Das LAG stützt sich in seiner Begründung zunächst auf die generelle Rechtsprechung des EuGH. So habe der EuGH bereits seit dem Jahre 2012 stets entschieden, dass – bis auf Zeiten der Arbeitsunfähigkeit oder eines Beschäftigungsverbots für Schwangere – die Ansprüche auf bestehenden Jahresurlaub „grundsätzlich anhand der auf der Grundlage des Arbeitsvertrages tatsächlich geleisteten Arbeitszeiträume zu berechnen seien“. Die Zeiten einer Suspendierung der Arbeitspflicht sind damit als Zeiten der Nichtarbeit anzusehen und schmälern ratierlich den Anspruch auf Urlaub.
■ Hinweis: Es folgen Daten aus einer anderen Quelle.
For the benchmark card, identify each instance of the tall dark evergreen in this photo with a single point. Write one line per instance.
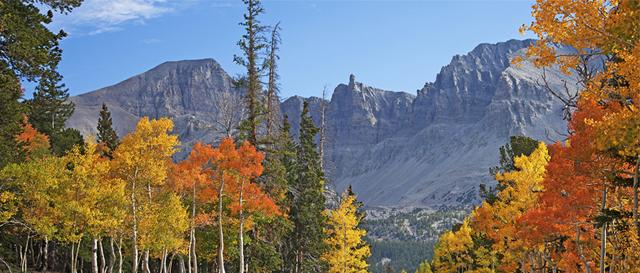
(273, 103)
(252, 44)
(28, 52)
(106, 134)
(11, 114)
(307, 201)
(267, 252)
(49, 110)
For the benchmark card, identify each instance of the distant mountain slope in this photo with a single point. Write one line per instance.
(396, 149)
(183, 90)
(434, 149)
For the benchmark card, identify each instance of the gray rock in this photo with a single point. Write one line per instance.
(396, 149)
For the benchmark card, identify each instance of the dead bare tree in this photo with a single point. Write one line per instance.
(230, 111)
(273, 104)
(323, 110)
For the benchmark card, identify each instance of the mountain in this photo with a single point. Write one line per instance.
(434, 149)
(185, 91)
(396, 149)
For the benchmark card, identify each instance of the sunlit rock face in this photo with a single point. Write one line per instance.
(434, 149)
(396, 149)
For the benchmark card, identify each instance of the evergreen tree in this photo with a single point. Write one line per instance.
(11, 115)
(252, 45)
(49, 110)
(307, 202)
(388, 268)
(106, 134)
(29, 50)
(424, 267)
(273, 104)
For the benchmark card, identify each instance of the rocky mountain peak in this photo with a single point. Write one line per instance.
(395, 149)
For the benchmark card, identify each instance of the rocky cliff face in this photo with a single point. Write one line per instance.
(185, 91)
(434, 149)
(396, 149)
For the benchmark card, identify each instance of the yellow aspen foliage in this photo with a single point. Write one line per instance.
(33, 184)
(144, 156)
(143, 160)
(453, 252)
(164, 224)
(347, 251)
(499, 221)
(94, 202)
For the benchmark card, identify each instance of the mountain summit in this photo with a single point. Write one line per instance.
(394, 148)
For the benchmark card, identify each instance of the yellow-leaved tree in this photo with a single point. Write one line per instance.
(142, 160)
(453, 252)
(499, 221)
(347, 251)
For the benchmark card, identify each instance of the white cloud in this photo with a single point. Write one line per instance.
(99, 16)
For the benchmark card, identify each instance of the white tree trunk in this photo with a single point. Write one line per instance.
(94, 256)
(220, 231)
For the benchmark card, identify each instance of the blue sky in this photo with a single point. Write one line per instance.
(394, 45)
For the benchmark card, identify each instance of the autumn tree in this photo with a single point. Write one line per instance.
(452, 253)
(347, 251)
(193, 178)
(142, 160)
(603, 31)
(95, 201)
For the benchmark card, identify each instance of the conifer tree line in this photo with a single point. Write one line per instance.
(251, 202)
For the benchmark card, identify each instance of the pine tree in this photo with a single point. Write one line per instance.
(29, 51)
(273, 104)
(106, 134)
(11, 115)
(307, 201)
(424, 267)
(49, 110)
(252, 44)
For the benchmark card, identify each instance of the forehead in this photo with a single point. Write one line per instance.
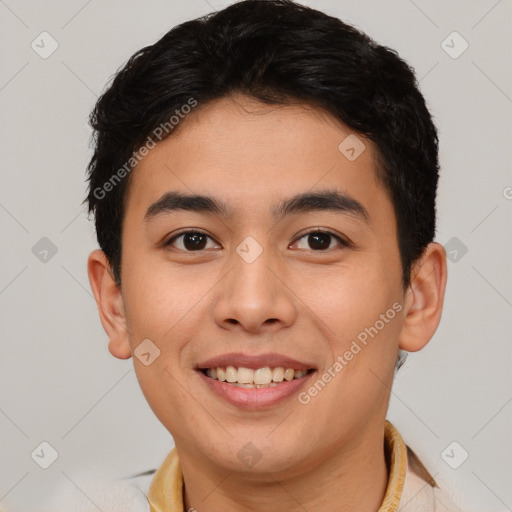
(248, 152)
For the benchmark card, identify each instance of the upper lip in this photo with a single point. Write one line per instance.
(254, 361)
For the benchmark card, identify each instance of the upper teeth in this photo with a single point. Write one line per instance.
(263, 376)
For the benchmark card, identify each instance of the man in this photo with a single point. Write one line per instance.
(263, 185)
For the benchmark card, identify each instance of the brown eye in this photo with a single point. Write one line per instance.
(190, 241)
(321, 241)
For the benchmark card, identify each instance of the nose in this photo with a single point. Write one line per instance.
(253, 297)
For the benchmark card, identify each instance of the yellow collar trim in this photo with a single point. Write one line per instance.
(166, 490)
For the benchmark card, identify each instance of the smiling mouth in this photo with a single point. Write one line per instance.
(254, 378)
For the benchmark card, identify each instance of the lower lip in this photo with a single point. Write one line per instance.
(255, 398)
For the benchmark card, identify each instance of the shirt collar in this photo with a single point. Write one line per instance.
(166, 490)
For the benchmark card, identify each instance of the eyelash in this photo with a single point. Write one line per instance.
(342, 242)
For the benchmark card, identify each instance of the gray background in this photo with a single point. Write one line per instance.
(60, 384)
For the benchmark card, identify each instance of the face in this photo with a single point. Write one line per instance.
(251, 278)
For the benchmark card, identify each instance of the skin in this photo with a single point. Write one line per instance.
(329, 453)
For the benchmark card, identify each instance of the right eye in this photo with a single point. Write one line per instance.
(190, 241)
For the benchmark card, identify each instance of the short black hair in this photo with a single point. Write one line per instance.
(278, 52)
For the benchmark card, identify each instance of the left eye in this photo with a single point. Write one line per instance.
(321, 240)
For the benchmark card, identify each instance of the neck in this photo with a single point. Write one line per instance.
(354, 478)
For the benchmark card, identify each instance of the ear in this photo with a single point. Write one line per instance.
(424, 299)
(110, 304)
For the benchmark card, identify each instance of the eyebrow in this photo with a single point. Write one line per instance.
(327, 200)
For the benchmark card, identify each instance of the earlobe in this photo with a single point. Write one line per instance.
(424, 299)
(110, 304)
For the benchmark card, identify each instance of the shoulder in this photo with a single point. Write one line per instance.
(99, 489)
(421, 493)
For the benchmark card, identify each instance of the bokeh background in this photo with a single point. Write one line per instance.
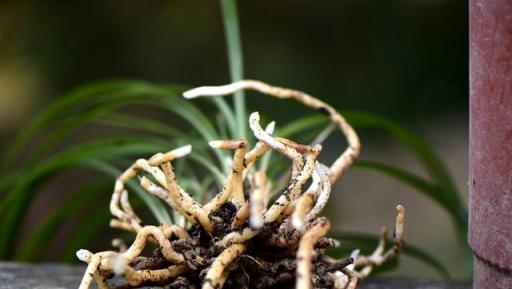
(404, 59)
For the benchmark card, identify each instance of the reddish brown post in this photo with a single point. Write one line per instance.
(490, 155)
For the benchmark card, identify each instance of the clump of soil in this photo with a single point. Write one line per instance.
(260, 267)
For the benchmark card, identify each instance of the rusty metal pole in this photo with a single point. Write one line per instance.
(490, 155)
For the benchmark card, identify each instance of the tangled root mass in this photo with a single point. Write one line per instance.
(231, 242)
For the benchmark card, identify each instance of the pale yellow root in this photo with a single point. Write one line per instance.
(342, 162)
(241, 216)
(352, 279)
(305, 253)
(192, 210)
(160, 193)
(234, 183)
(259, 149)
(174, 230)
(159, 236)
(94, 261)
(115, 223)
(258, 198)
(324, 195)
(136, 277)
(290, 152)
(120, 195)
(379, 256)
(280, 205)
(292, 192)
(214, 276)
(305, 202)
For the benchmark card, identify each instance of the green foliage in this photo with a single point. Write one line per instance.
(63, 146)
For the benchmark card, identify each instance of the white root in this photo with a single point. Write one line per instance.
(192, 209)
(306, 201)
(234, 182)
(295, 216)
(156, 233)
(258, 198)
(342, 162)
(379, 256)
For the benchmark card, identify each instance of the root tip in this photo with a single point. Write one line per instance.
(84, 255)
(256, 222)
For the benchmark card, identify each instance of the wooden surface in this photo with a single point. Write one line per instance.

Das Bundesarbeitsgericht hat sich der Rechtsprechung des EuGH mehrfach angeschlossen. So hat der zuständige 9. Senat in seiner Entscheidung vom 3.12.2019 (9 AZR 33/19) zum Urlaubsanspruch in der Altersteilzeit entschieden, dass einem Arbeitnehmer für den Zeitraum der Freistellungsphase kein Anspruch auf Erholung des Urlaubs zusteht. Für diesen Zeitraum bestehe eben keine Arbeitsverpflichtung mehr.

Hinweis für die Praxis:

Diese Rechtsprechung kann ohne Weiteres auf ein Sabbatical übertragen werden. Auch bei einem Sabbatical besteht für einen vereinbarten Zeitraum keine Arbeitsverpflichtung.
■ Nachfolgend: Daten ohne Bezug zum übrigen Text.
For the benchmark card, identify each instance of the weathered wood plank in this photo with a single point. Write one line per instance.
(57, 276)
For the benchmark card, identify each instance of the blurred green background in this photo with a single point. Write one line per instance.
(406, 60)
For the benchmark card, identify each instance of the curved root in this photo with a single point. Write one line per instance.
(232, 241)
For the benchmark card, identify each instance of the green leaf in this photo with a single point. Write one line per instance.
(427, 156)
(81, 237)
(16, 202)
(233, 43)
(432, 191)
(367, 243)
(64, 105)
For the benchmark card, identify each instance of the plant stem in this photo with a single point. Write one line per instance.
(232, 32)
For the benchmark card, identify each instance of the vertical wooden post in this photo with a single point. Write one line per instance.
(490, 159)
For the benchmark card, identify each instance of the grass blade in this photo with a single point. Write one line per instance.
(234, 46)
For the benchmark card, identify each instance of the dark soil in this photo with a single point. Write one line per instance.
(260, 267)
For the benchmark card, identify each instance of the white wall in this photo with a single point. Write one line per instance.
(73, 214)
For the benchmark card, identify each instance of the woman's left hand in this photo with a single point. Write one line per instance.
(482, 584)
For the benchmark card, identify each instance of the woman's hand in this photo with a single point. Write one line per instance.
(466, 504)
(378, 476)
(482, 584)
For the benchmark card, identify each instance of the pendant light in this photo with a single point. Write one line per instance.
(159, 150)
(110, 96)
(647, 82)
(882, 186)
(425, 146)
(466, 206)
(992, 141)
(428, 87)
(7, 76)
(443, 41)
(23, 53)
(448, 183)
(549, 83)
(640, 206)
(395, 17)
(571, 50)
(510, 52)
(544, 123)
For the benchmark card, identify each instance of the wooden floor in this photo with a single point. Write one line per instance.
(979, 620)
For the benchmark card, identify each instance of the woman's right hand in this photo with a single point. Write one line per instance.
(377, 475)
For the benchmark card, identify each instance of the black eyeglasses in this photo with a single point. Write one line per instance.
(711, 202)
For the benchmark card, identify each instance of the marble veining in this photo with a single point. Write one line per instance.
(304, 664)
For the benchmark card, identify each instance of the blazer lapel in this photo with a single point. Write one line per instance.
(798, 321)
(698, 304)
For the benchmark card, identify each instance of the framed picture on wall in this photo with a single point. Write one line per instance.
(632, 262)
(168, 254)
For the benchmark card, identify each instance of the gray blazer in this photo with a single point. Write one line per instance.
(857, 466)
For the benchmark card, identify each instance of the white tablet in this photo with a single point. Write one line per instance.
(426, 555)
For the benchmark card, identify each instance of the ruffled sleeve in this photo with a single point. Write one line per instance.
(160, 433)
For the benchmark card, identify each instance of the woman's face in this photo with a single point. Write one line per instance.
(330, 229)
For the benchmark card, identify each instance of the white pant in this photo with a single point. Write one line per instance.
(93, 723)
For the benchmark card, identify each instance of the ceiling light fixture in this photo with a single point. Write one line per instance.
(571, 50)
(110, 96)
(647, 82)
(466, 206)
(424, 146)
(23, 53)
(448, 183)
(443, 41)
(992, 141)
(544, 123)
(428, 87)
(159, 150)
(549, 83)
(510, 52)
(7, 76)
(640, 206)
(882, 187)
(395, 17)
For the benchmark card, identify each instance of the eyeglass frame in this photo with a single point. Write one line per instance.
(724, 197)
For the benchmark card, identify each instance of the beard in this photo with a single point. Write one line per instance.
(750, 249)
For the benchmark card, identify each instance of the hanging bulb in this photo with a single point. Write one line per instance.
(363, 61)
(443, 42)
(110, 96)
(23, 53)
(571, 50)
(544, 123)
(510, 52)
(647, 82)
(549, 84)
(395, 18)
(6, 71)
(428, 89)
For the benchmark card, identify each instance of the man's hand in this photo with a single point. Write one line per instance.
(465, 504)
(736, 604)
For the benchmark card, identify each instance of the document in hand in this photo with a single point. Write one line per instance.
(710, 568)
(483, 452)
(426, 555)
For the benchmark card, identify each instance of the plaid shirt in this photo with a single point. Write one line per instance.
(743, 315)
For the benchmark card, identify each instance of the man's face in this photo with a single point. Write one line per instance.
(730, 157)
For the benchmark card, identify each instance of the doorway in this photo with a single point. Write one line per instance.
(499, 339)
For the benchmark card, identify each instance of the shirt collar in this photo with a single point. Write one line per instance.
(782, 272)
II. Urlaubsberechnung bei fehlender Arbeitsverpflichtung

Der gesetzliche Urlaubsanspruch ist grundsätzlich jahresbezogen zu ermitteln, § 3 Abs. 1 BUrlG. Abzustellen ist dabei auf die für das gesamte Urlaubsjahr arbeitsvertraglich vorgesehene Verteilung der Arbeitszeit auf die Wochentage. Vollzieht sich aber innerhalb des Kalenderjahres ein Wechsel von einer Arbeitsverpflichtung zu einer Freistellungsphase, muss der Urlaubsanspruch neu berechnet werden. In diesen Fällen muss der gesetzliche Urlaubsanspruch dann nach Zeitabschnitten berechnet werden. Die Zeiten des Sabbaticals werden dann ratierlich herausgerechnet.

Hinweis für die Praxis:

Bei der Berechnung des Urlaubsanspruchs für das Jahr 2022 hat das LAG auf die Rechtsprechung des BAG aus den Entscheidungen vom 19.3.2019 (9 AZR 406/17) und vom 30.11.2021 (9 AZR 225/21) Bezug genommen und folgende Formel zur Berechnung genutzt: Anzahl der Urlaubstage x Anzahl der Tage mit Arbeitspflicht : 312 Werktage bzw. 260 Arbeitstage mit einer 5-Tage-Woche.

Fazit:

Der Rechtsprechung ist uneingeschränkt zuzustimmen. Ein Sabbatical ist nichts anderes als die Vereinbarung, für einen bestimmten Zeitraum von der Arbeitsverpflichtung befreit zu sein. Im vorliegenden Fall haben die Arbeitsvertragsparteien die Zeit des Sabbaticals mit der Erarbeitung eines Zeitguthabens aufgebaut. Dieses Wertguthaben stellt keine Mehrarbeit dar. Vielmehr ist das Wertguthaben die Grundlage für die spätere Freistellung.